Think before you start assuming that he hit someone. As for the mother looking after the child. She wasn’t the only one looking after the daughter. She had free time. Lots of it. Did this mean she did house work? No. She didn’t do anything. But again that isn’t the point. The point is an argument over a small matter like that is not abuse.

As for both parents being a part of the childs life. Well that was the issue. She was refusing to let him see his daughter or speak to her on the phone. If she let him be the loving dad he always was there wouldn’t have been an issue.

I love Japan. But things like this just make me think the judicial system is one of the most racist in the world.

In May, Japan said the same thing they have said a number of times. They have still not signed the Hague treaties on child abduction/ protection. So one cannot trust that they have decided until they have signed.
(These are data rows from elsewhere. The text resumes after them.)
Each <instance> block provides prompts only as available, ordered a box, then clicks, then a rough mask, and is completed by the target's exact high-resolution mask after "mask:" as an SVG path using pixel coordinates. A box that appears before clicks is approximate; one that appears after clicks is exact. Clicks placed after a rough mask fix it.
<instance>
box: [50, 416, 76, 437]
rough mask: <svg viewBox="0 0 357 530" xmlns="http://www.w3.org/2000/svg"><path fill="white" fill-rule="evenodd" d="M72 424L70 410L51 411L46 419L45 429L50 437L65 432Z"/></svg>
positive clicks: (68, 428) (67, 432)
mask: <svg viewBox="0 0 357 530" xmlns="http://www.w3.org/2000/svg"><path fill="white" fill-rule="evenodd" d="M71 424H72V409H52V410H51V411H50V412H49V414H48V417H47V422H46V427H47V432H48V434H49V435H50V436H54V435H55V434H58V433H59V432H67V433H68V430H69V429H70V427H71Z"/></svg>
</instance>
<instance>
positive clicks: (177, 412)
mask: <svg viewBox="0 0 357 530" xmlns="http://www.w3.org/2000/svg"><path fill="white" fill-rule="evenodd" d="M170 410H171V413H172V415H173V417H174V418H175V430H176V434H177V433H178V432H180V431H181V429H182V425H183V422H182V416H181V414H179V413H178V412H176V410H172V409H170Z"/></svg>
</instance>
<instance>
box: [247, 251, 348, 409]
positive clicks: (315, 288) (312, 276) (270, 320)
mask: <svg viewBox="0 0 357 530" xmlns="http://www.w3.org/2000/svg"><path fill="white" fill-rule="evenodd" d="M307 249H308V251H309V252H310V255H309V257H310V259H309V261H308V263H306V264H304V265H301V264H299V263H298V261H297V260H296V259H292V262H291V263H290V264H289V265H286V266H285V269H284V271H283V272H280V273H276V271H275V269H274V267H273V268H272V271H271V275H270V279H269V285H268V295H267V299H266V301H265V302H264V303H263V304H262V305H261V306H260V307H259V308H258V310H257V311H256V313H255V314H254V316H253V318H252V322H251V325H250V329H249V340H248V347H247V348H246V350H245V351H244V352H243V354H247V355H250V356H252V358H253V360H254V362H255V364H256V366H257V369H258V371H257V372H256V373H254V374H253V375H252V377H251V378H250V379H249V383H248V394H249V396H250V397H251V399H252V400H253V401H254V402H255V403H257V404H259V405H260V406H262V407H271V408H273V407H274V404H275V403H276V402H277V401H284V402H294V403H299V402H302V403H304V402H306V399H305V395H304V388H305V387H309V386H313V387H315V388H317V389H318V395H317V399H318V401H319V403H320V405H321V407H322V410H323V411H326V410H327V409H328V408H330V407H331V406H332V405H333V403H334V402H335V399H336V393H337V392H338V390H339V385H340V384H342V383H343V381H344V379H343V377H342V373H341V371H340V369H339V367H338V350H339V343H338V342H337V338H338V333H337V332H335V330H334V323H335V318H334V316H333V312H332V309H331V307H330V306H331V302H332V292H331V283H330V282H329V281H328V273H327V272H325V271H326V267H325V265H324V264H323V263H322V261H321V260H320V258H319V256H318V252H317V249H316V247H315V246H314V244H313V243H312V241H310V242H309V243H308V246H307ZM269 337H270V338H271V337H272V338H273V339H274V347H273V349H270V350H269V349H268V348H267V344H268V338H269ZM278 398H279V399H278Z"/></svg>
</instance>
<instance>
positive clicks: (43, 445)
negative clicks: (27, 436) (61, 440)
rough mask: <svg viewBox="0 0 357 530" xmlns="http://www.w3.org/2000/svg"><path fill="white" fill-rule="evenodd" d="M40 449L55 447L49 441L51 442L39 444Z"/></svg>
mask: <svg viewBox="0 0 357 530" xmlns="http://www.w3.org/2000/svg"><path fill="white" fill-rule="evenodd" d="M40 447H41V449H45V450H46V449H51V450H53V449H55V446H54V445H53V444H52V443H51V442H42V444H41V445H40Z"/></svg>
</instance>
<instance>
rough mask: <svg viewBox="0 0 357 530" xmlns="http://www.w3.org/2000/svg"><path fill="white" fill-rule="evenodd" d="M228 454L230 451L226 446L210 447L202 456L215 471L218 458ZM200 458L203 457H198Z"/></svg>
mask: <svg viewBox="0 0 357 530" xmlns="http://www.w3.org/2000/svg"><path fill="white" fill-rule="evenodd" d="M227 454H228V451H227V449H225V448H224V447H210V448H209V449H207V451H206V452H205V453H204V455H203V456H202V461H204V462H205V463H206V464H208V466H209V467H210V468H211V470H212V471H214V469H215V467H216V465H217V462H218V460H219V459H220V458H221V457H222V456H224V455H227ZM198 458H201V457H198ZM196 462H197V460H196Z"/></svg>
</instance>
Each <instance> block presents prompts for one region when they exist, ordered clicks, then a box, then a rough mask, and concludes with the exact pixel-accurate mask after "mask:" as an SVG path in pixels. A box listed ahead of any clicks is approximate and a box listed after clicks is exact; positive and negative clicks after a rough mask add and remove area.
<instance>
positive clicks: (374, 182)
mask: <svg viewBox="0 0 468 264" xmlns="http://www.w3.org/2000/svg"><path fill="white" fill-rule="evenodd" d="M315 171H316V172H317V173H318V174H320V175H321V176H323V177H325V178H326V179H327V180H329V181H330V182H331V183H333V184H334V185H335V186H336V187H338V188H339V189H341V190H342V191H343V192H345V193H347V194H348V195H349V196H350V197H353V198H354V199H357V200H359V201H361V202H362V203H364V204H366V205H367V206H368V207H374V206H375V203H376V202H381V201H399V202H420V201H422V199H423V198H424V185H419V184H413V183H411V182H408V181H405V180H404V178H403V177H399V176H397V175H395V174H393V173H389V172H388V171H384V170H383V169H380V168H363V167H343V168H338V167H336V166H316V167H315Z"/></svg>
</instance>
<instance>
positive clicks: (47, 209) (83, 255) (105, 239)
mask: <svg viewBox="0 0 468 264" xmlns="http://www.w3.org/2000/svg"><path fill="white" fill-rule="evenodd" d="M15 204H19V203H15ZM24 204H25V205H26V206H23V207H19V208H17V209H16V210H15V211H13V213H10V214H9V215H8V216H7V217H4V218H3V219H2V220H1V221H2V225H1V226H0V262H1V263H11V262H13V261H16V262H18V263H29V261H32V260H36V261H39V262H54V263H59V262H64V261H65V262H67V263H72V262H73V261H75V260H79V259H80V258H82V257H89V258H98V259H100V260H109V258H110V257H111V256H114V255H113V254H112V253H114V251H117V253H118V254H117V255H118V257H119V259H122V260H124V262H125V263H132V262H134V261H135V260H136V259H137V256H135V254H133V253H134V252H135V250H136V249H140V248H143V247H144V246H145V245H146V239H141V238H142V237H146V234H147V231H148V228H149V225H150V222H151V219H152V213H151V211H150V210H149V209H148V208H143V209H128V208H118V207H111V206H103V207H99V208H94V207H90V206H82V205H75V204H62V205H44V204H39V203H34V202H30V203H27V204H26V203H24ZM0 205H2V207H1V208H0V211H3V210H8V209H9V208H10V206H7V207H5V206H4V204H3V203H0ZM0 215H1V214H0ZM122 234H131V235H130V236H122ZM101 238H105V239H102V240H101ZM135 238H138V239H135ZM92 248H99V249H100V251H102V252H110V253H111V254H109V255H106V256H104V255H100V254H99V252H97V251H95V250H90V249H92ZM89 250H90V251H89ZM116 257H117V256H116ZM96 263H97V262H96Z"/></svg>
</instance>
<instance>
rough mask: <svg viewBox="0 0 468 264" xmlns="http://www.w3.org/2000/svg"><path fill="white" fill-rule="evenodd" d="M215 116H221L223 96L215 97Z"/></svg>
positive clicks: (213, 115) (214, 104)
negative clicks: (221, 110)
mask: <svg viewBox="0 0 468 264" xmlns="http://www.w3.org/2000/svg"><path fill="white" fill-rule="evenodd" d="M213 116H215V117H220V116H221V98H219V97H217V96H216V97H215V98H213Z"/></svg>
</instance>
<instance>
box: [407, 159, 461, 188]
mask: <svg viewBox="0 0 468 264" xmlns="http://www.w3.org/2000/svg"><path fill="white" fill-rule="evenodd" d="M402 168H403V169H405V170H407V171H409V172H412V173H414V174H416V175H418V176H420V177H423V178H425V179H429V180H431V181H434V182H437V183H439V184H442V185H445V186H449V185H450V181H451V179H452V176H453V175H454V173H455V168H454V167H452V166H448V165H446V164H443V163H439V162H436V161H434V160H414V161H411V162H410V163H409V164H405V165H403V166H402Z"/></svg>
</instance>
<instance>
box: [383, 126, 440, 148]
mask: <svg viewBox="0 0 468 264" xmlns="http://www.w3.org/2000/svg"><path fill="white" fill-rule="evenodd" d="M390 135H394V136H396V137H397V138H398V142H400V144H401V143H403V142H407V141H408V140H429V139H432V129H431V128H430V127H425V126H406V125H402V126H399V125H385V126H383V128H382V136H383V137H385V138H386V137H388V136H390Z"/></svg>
There are a number of problems with this story. Why did it take so long for the media to report on this story? It happened in November of last year. Why isn’t the Mexican government complaining more? Does this judge know about the 1000’s of other abduction cases? If so why is it selfish for the father to take his son home to Mexico. That is the excuse Japanese women use when the come home to Japan. We have been hearing for over 10 years Japan will sign the Hague. The GOJ can’t be trusted to sign and/or ratify this convention. Judges needed to be educated on this issue because I am pretty sure most judges know nothing about the UNCRC, the Hague, and the problems related to international child abduction, and denial of access to loving parents.